Not everyone is in the market for your product, and indeed not at all times. While data helps target the people who are ready or looking for your product, focusing solely on data limits the scope of expanding your audience base. In the long run, this inevitably hampers the business.


Ideally, the objective of advertising is to build awareness among potential customers and those who are not yet ready for the product. Herein, creativity comes into the scene.


An effective advertisement leaves a long-lasting impression on the minds of the audience. And, it’s only through creativity that this can be ensured. Given that your brand achieves this, a potential customer will inevitably remember it, when they are ready for it.


Stripping off the Humane Elements 


Focusing solely on numbers and tools to optimize an algorithm, you distance yourself far away from the actual, feeling and thinking humans on the other side. And, once that humanity is taken away, nothing you do will be long-lasting. As a result, users often feel much differently about a product than what the analytics say they do.


To enable brands to refocus, it is necessary to think back to the foundation of advertising. Creativity has always been at the core of advertising. And it is for this reason that the AT&T ad remains iconic.


Creativity – The Lifeblood of Advertisement 


AT&T created a clickable ad by taking advantage of creative journalism while ensuring that the user has fun in the process. Indeed, technology enables creative ideas, but without reason for doing what we’re doing, it becomes another operational deliverable.


In times of a growing awareness of the science of marketing, brands need to recognize that while art and science propel marketing together, creativity is still the X-Factor that drives marketing effectiveness.


Burger King’s aggressive marketing campaigns can be a perfect example of the marriage of creative and digital.
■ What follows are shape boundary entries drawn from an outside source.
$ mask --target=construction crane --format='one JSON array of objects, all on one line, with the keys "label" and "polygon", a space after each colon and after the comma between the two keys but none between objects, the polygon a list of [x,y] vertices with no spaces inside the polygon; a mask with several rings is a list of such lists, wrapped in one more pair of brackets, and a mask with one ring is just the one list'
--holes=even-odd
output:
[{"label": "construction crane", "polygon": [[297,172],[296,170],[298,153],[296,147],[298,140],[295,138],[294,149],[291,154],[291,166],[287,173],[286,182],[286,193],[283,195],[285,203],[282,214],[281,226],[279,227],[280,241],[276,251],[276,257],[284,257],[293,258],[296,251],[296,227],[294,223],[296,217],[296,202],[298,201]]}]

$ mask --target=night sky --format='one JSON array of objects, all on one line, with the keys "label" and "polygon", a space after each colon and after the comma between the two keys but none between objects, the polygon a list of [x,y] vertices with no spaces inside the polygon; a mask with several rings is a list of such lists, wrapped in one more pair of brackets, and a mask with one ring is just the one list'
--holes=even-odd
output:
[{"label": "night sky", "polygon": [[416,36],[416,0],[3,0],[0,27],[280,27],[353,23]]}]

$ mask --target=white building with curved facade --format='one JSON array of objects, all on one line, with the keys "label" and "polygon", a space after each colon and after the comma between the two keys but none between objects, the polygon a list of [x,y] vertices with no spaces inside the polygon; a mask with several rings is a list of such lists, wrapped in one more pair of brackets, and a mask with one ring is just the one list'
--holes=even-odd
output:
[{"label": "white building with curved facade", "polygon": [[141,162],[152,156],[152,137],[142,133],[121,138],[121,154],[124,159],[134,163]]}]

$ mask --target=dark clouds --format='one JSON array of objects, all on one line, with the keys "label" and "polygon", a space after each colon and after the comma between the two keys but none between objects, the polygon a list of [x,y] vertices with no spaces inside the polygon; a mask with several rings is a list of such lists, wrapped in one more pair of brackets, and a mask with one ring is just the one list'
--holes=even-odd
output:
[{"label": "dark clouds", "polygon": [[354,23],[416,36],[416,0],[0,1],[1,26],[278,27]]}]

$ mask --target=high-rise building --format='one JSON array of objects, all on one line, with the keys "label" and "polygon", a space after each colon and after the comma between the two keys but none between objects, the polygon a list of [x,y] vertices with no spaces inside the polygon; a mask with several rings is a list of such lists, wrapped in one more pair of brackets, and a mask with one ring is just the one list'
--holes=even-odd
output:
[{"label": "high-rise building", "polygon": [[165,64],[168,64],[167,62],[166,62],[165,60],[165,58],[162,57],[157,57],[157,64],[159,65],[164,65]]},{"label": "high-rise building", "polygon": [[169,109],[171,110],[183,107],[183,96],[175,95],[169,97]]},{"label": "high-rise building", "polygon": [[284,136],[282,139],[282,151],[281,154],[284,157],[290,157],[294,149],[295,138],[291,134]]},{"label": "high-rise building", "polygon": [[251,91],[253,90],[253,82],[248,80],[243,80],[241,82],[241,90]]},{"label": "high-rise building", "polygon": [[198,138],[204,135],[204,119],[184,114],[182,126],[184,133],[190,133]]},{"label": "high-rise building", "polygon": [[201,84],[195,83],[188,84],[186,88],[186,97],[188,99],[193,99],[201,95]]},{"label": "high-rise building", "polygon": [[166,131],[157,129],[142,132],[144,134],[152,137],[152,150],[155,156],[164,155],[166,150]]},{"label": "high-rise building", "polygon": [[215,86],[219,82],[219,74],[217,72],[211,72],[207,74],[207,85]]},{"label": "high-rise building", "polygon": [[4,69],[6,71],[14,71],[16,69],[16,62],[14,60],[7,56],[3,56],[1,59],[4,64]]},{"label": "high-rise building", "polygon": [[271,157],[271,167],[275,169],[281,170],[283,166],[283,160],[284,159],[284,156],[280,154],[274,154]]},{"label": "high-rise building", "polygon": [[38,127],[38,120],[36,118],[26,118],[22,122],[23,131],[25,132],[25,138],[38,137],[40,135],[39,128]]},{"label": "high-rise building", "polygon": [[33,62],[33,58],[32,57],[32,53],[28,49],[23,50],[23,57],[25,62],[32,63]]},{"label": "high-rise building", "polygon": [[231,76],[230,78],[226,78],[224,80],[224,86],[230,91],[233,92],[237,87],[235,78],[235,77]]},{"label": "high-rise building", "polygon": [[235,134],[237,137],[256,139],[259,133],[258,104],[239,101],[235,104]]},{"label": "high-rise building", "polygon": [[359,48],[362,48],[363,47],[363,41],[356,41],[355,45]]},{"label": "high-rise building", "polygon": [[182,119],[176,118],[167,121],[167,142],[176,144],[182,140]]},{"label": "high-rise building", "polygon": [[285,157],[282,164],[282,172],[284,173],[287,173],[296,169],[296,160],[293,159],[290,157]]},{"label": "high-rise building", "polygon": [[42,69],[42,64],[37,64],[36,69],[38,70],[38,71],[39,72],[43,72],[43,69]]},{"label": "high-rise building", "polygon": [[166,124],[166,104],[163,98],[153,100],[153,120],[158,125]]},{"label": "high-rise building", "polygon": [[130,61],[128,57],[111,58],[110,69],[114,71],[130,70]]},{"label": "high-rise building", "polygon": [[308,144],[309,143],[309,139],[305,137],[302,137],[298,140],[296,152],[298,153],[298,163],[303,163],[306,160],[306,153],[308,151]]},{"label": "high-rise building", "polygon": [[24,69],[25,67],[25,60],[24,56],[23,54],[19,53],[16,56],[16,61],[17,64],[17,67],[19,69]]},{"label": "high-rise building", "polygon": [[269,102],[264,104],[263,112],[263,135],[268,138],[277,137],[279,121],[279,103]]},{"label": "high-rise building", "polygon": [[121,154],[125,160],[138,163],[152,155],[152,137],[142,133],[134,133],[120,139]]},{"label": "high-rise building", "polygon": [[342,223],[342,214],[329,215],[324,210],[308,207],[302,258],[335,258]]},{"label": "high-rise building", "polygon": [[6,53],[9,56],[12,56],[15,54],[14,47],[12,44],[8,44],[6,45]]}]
Their campaigns bet on pure creativity and ideas while also utilizing technology to their benefit.


According to many, their Google Home Super Bowl ad spot was “industry-disrupting”. Using geofencing, they rewarded customers with a  1-cent whopper if they’re within 600 feet of a McDonald’s location. Not only that! They even burned down a Burger king outlet to promote their flaming-burger and one-upped their rivals McDonald’s in the process.


Through these endeavors, Burger King drove their app from number nine to the first position in the free app rankings. Moreover, their 1-cent burger showed 20 times more redemption than any other Burger King app promotion.


Another good example is Spotify. In their 2018 goals campaign, the music streaming platform used data analytics to create hilarious posters inspired by real-life playlists of their users. Their campaigns are aimed to connect with their user base, yet, it stems from their ability to leverage data. Spotify amassed 7 million new subscribers that fiscal quarter.


As these instances evidence, data-driven marketing works best only when supplemented by a solid creative campaign. And, these are only some of the many examples.


The Future is Creative?


At the Cannes Lions 2019, John Wren, the Chairman and CEO of Omnicom (one of the big six in advertising), reiterated that the future must inevitably be creative. He opined that one could have all the knowledge of all the consumers globally, but if the content and ideas are not correct, it won’t have any impact.


He further added that Omnicom believes data and technology should be in service to creativity and content, as creativity will always be the future of the advertising business.


It’s beyond doubt that mature creatives will propel all advertisements in the days to come. The Sizmek study concludes that marketers now want better ways to incorporate the creative aesthetic of their brands into highly personalized, data-driven campaigns.


Also, Nielsen Catalina quantifies this by finding that creative accounts for 47% of sales lift, making it the most critical advertising element. Irrespective of the budget, weak creatives result in weak sales lift. The opposite is equally valid.


Finally, then, it comes down to a matter of value over volume. As marketers in a world where everyone is pressed for time, we can shout out loud and often, hoping that someone hears us. Otherwise, we might actively engage people through quality creative work that appeals to their hearts. The choice, after all, is yours.